À quelques jours d’un quart de finale très attendu face à l’Algérie, la sélection du Nigeria traverse une zone de fortes turbulences loin des terrains. Alors que les Super Eagles se sont montrés impressionnants sur le plan sportif depuis le début de la Coupe d’Afrique des Nations 2025, l’ambiance au sein du groupe serait aujourd’hui plombée par une situation extra-sportive devenue préoccupante. Des tensions sérieuses opposeraient les joueurs à leur fédération, au point que l’hypothèse d’un mouvement de grève ne serait plus à exclure.
Sur le rectangle vert, le Nigeria avance pourtant avec autorité. La large victoire face au Mozambique en huitièmes de finale (4-0) a confirmé le statut de favori des hommes d’Eric Chelle, portés par une attaque tranchante, une puissance physique impressionnante et une organisation collective bien huilée. Cette démonstration de force a naturellement renforcé l’attente autour du choc continental face à l’Algérie, programmé samedi à Marrakech. Mais en coulisses, le climat est loin d’être aussi serein.
Selon plusieurs sources médiatiques nigérianes concordantes, les joueurs et les membres du staff technique n’auraient toujours pas perçu leurs primes de victoire liées aux quatre rencontres disputées depuis le début du tournoi au Maroc. Une situation qui aurait provoqué une profonde exaspération au sein du groupe. Lassés des promesses non tenues, les joueurs auraient décidé de hausser le ton et envisageraient sérieusement une grève si leur situation financière n’est pas rapidement régularisée.
Toujours selon ces informations, les Super Eagles devaient initialement rejoindre Marrakech ce jeudi pour préparer leur quart de finale. Or, en signe de protestation, ils envisageraient de rester à Fès tant que la question des primes ne sera pas réglée. Certains joueurs auraient même refusé de participer aux séances d’entraînement, un signal fort envoyé à la Fédération nigériane de football (NFF), déjà habituée à ce type de conflits avec ses internationaux.

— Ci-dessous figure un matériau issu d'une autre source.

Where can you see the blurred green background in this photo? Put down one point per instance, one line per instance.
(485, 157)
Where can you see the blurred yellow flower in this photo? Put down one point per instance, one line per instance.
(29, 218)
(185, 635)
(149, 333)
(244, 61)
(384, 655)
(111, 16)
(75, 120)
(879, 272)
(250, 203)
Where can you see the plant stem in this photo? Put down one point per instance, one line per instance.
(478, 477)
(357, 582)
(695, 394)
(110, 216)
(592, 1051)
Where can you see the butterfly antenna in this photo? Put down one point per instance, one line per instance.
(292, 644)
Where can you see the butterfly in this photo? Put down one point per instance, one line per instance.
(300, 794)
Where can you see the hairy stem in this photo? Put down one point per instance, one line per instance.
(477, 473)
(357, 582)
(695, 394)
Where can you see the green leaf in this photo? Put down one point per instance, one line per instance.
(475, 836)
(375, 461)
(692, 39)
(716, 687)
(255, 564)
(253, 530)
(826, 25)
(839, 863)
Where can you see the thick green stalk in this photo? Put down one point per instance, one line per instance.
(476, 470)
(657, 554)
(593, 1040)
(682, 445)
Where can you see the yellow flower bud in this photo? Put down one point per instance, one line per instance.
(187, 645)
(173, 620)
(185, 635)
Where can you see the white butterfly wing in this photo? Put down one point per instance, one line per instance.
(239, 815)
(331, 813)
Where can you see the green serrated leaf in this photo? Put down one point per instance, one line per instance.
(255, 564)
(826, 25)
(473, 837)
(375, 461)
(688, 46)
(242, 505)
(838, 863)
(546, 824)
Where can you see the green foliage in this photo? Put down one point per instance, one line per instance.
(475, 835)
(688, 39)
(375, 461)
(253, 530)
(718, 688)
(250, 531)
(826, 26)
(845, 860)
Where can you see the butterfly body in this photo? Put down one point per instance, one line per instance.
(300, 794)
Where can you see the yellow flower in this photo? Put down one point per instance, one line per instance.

Cette crise n’est malheureusement pas une première pour le football nigérian. La NFF traîne depuis des années une réputation d’instance régulièrement en retard dans le paiement des primes et des salaires. Le sélectionneur Eric Chelle lui-même aurait connu des arriérés avant même le début de la CAN 2025. Plus inquiétant encore, il s’agit de la deuxième menace de grève en l’espace de trois mois. Lors de la dernière trêve internationale de novembre 2025, les joueurs avaient déjà boycotté les entraînements avant les barrages de la Coupe du monde 2026 face au Gabon, une situation qui avait finalement été réglée en urgence en moins de 24 heures.
Comme si ce contexte déjà tendu ne suffisait pas, la sélection nigériane a également été touchée par un coup dur sur le plan humain. L’attaquant Adams a quitté le regroupement de l’équipe nationale après avoir appris que sa mère avait été victime d’un sérieux problème de santé. Le joueur a été autorisé à rejoindre sa famille, une absence qui pourrait peser sportivement et émotionnellement sur le groupe à l’approche d’un match aussi crucial.
Cette accumulation de problèmes intervient au pire moment possible pour le Nigeria. Face à une équipe algérienne en pleine confiance, portée par une qualification arrachée avec caractère contre la RD Congo et un état d’esprit conquérant, la moindre perturbation peut coûter cher. La préparation mentale et la concentration seront des éléments clés dans ce quart de finale, et tout déséquilibre interne risque de se ressentir sur le terrain.
Du côté algérien, cette situation est observée avec attention mais sans triomphalisme. Les Verts savent que le Nigeria reste un adversaire redoutable, capable de se transcender malgré les difficultés. Néanmoins, ces tensions pourraient influencer la physionomie du match si elles ne sont pas rapidement désamorcées.
Désormais, la balle est clairement dans le camp de la Fédération nigériane. Une réaction rapide et concrète est attendue afin d’éviter une crise ouverte qui ternirait l’image de la sélection et de la compétition. À quelques heures d’un choc continental majeur, le Nigeria joue autant sa crédibilité institutionnelle que sa qualification sportive.